|
EPA's Office of Research and Development (ORD) has developed a scientific environmental
information management system (EIMS) that stores, manages, and delivers descriptive information
(metadata) for data sets, databases, documents, models, multimedia, projects, and spatial information. The EIMS user community includes environmental scientists, resource managers, and other stakeholders -- both within EPA and from the general public. Partners from ORD's Regional
Vulnerability Assessment (ReVA) project, the National Center for Environmental Assessment (NCEA), EPA Region 10, and the Surf Your Watershed program are storing their metadata in the growing EIMS collection.
EIMS is a repository of products and metadata. The descriptive information in metadata enables users to evaluate and use these products. EIMS stores and maintains descriptive information in a relational database and refers to the products (data, documents, etc.) stored either within EIMS or as distributed external files. This architecture supports the management of remote sensing data, geographical information system (GIS) coverages, and other types of data for which entry into relational tables is not appropriate. Descriptive information stored within EIMS is consistent with the Federal Geographic Data Committee (FGDC) metadata content standards for spatial data. A significant enhancement of these standards, however, is the addition of a hierarchical metadata framework that organizes detailed scientific data and documentation, and accommodates customized information at the catalog level to facilitate a review of the different types of metadata in EIMS.

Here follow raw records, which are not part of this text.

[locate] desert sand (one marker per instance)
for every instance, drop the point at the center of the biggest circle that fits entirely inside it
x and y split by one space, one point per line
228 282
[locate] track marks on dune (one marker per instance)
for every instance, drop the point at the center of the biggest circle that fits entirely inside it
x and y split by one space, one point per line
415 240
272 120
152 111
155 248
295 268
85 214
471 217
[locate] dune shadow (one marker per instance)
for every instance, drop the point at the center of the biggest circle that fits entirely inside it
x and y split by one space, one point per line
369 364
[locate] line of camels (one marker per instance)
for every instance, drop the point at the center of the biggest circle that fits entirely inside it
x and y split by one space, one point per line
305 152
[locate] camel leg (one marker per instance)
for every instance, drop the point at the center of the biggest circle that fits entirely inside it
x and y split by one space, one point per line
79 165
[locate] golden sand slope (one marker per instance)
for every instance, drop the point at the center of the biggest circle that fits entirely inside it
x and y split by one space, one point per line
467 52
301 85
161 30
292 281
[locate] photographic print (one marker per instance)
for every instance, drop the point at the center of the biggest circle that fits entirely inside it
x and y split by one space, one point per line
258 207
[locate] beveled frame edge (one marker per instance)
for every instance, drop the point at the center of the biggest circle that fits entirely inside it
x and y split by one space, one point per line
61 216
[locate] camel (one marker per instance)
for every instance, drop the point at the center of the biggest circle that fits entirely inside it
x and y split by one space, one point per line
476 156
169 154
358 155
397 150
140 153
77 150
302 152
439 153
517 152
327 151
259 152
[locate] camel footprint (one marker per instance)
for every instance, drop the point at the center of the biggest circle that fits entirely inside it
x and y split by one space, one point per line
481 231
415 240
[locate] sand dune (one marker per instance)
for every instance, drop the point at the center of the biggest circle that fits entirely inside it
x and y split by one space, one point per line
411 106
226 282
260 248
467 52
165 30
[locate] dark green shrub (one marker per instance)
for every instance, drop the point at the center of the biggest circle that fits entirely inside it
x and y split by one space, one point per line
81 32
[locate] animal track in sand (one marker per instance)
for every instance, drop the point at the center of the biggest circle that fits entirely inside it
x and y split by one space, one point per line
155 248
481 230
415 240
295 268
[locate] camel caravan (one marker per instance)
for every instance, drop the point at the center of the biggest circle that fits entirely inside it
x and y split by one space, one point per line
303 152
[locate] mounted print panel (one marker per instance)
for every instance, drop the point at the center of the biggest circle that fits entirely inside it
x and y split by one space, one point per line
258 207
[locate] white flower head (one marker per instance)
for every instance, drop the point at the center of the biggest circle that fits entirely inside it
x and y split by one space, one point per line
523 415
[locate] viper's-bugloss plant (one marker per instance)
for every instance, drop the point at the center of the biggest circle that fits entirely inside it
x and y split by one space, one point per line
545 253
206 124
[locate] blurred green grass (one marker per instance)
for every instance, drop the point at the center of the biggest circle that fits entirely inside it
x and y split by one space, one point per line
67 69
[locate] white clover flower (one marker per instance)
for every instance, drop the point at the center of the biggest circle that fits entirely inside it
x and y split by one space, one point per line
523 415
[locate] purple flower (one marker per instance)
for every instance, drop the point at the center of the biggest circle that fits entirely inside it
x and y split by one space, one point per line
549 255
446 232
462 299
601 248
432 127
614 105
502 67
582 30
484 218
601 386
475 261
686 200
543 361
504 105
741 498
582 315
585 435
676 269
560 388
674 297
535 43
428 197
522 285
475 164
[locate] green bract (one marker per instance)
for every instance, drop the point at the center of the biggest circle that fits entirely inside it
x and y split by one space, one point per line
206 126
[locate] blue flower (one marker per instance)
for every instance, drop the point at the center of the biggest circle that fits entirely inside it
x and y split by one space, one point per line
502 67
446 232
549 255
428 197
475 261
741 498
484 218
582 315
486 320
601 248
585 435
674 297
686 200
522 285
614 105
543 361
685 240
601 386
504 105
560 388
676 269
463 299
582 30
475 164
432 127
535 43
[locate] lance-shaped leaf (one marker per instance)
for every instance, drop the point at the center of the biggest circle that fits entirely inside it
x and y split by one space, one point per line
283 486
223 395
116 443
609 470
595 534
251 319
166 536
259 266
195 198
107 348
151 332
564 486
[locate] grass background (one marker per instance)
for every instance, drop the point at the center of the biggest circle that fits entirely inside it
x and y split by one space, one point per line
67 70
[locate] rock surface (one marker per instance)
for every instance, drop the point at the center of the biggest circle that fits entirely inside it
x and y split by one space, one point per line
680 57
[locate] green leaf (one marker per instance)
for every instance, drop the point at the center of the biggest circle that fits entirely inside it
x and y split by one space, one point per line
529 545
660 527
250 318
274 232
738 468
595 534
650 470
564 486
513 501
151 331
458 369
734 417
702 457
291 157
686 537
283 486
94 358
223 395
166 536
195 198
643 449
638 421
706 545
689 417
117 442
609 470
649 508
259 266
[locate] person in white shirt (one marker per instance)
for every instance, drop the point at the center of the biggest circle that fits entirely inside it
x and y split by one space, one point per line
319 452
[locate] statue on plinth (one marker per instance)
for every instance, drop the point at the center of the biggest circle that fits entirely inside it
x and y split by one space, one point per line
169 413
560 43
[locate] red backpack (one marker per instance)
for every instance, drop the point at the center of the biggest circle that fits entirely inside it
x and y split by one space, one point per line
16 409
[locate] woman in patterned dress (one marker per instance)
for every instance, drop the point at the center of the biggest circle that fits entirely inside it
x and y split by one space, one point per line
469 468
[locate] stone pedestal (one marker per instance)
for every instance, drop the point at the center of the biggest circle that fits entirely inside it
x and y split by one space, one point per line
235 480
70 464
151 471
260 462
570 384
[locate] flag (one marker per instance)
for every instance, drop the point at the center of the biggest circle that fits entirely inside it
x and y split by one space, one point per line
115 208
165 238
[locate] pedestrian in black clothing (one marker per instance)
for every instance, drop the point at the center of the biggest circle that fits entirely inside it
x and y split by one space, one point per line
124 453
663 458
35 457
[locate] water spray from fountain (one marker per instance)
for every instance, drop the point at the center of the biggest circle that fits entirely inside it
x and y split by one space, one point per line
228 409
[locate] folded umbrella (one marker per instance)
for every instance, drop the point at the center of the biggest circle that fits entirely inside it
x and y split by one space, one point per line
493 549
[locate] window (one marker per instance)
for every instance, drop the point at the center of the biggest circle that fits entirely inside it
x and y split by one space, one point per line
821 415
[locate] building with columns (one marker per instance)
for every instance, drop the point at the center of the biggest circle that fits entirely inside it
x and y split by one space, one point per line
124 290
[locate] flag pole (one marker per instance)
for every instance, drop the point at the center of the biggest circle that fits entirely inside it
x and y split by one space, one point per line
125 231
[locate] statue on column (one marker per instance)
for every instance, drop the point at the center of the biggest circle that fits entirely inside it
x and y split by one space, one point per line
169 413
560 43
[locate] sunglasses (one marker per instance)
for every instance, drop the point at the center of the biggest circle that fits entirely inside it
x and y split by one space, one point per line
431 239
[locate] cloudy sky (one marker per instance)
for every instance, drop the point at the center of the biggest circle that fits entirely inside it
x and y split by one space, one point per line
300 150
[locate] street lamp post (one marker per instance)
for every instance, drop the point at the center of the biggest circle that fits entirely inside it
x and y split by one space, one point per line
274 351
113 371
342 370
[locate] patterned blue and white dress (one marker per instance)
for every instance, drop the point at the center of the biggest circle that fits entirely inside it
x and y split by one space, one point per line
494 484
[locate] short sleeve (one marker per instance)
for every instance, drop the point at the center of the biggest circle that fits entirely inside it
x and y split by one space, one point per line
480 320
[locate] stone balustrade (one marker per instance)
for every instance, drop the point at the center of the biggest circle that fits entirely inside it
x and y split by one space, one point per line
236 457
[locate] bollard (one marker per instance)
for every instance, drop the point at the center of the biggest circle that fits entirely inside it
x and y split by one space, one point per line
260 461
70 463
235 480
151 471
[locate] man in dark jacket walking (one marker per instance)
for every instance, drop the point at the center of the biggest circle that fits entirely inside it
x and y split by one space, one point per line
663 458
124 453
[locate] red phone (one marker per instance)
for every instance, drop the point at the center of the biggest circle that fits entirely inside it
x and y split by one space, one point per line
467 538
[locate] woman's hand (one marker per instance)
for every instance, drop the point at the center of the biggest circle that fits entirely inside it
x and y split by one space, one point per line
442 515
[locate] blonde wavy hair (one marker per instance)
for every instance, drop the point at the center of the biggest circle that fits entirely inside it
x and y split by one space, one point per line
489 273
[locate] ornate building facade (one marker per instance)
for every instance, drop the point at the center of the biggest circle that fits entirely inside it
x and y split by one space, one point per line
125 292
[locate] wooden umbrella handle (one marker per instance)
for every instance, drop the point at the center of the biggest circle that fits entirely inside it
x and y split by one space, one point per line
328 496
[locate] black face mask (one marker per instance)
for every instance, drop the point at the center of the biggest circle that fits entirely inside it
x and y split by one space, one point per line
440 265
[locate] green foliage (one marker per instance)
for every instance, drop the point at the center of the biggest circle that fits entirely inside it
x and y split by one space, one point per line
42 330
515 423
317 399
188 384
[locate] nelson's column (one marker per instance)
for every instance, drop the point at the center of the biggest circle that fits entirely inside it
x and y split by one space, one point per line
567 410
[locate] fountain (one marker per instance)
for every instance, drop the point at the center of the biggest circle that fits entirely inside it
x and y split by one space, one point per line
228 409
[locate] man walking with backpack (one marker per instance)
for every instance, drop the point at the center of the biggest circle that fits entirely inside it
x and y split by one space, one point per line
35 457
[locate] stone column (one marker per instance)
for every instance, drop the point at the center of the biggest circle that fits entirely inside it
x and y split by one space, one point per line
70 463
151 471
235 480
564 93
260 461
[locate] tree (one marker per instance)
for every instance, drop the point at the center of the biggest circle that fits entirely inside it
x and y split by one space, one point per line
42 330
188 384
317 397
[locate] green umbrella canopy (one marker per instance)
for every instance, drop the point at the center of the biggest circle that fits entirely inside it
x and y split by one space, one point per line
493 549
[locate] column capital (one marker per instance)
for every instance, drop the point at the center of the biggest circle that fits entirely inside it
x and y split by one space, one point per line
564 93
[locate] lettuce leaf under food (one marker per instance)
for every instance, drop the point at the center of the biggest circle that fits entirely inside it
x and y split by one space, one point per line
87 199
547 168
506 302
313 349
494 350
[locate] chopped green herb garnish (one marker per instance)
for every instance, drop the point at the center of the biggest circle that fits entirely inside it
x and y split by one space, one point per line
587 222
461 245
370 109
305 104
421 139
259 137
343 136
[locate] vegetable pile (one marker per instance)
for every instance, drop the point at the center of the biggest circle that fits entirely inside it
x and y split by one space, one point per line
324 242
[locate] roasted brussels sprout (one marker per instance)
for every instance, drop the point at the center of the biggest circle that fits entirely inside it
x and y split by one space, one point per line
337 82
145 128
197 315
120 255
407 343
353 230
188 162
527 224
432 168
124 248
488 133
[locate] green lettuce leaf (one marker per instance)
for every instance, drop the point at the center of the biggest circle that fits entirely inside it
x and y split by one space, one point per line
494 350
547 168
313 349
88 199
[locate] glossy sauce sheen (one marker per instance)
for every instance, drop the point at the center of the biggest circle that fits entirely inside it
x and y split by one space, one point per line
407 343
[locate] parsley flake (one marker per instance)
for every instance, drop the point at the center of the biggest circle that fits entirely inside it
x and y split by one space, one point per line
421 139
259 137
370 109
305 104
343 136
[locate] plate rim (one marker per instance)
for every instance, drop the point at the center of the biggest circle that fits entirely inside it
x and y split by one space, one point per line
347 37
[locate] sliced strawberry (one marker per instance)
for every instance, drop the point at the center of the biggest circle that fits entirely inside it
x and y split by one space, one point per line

The EIMS repository of scientific documentation, accessed with standard Web browsers, places a
virtual library on the desktop of EPA staff and others with Internet access. Users can search within
EIMS to find information resources of interest based upon topic or defined criteria related to types of
environmental resources, geographical extent, date, or content origin. These user-defined searches
typically are more efficient than currently used Web search engines.